Le reste de l'œuvre ne sera qu’un déroulement de ce que le spectateur attend, la tension diminue, le piano apparait pour quelques moments plus récitatifs ou en tout cas moins forts. La scène du viol reste forte, les voix de Kapshuk et d’Extrémo en Lucrèce se mêlent sur le fond musical tragique.

 

Les trois hommes du premier acte peignent différents états de l'homme en société: le guerrier rustre, l'homme sage qui accomplit son devoir d'Etat et celui d’homme victime, profiteur et faible.
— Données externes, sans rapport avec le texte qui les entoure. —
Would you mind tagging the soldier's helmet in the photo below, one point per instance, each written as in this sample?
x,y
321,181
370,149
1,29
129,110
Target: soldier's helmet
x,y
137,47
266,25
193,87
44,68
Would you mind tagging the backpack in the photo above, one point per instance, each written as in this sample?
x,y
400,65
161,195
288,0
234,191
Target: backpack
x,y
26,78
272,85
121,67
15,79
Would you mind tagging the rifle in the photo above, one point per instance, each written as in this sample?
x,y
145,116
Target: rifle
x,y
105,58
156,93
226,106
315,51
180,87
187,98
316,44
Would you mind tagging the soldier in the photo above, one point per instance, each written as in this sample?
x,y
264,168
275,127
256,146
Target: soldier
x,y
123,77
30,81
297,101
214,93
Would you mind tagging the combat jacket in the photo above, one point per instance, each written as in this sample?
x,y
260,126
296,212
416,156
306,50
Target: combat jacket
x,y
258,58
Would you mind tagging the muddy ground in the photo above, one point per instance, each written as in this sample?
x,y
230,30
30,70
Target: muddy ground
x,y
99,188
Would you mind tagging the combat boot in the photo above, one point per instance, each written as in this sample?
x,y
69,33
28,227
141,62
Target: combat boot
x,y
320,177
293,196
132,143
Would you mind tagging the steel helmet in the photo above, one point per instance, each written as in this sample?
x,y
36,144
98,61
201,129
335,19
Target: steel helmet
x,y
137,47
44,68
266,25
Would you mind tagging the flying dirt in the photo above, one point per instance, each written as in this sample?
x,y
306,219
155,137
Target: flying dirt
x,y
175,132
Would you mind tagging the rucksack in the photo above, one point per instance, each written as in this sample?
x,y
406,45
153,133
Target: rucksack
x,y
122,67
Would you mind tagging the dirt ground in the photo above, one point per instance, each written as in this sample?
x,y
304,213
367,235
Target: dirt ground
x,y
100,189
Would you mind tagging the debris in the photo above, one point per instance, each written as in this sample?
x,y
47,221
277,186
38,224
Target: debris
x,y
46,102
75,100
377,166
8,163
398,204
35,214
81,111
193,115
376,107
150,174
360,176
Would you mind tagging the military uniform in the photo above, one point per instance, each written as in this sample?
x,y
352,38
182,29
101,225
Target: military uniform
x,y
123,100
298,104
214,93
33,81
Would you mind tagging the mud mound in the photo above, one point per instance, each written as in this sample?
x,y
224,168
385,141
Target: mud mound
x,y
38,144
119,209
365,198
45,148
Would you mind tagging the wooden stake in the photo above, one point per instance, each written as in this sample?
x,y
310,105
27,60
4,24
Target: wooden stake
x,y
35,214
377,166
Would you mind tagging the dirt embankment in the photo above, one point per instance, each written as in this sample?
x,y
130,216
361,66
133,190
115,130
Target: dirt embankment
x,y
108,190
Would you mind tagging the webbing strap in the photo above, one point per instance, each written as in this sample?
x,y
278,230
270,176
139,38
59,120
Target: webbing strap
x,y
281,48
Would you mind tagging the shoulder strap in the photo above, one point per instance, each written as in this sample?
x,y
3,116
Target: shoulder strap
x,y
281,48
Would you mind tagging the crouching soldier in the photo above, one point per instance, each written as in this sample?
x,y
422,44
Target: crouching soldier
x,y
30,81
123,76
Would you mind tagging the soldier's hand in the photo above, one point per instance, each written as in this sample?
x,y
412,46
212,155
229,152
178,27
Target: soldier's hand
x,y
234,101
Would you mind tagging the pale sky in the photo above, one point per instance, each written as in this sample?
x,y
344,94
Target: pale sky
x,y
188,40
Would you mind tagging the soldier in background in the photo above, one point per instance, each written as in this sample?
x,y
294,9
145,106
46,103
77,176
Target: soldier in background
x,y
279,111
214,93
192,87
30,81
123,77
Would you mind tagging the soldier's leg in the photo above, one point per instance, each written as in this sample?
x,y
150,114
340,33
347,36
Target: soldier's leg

La musique qui les accompagne décrit très bien leur univers de caserne: malsain, sale et conflictuel. La tension commence à se construire dès les premières notes.

 

Trois femmes, trois hommes, sainte trinité que cet opéra ou le sacrifice de Lucrèce permet, comme celui de Galahaad et du Christ, la sauvegarde de son monde et un bouleversement considérable. Je n'ai pas tout a fait saisi toutes les références christiques de l'œuvre. Ce long solo des dernières minutes, alors que la révolution prend forme, sur le Christ vient apporter une nouvelle dimension religieuse, qui n'est peut-être pas suffisamment marquée par la mise en scène. Le reste de l’intrigue se détache pourtant très bien.

 

La mise en scène ne prend d'ailleurs pas parti sur la question principale: Lucrèce est-elle chaste car enfermée dans le cube à verrous qui lui sert de maison, ou l'est-elle réellement ? Elle lutte effectivement contre Tarquinius, elle a peur. Mais est-ce une peur d'approcher du désir qui la tient ou une virulente opposition? Plus je la fixais et moins je réussissais à me faire une opinion claire. Misons donc sur ce que marque Britten, not all women are whores, mais Lucrèce est bien un idéal qui, touchant terre, n'a pas pu survivre, un Lohengrin sali par l'humanité.

 

L’Atelier Lyrique, Le Balcon et Stephen Taylor nous proposent un opéra de chambre dans sa juste dimension, dont les tensions sont palpables à travers les deux actes.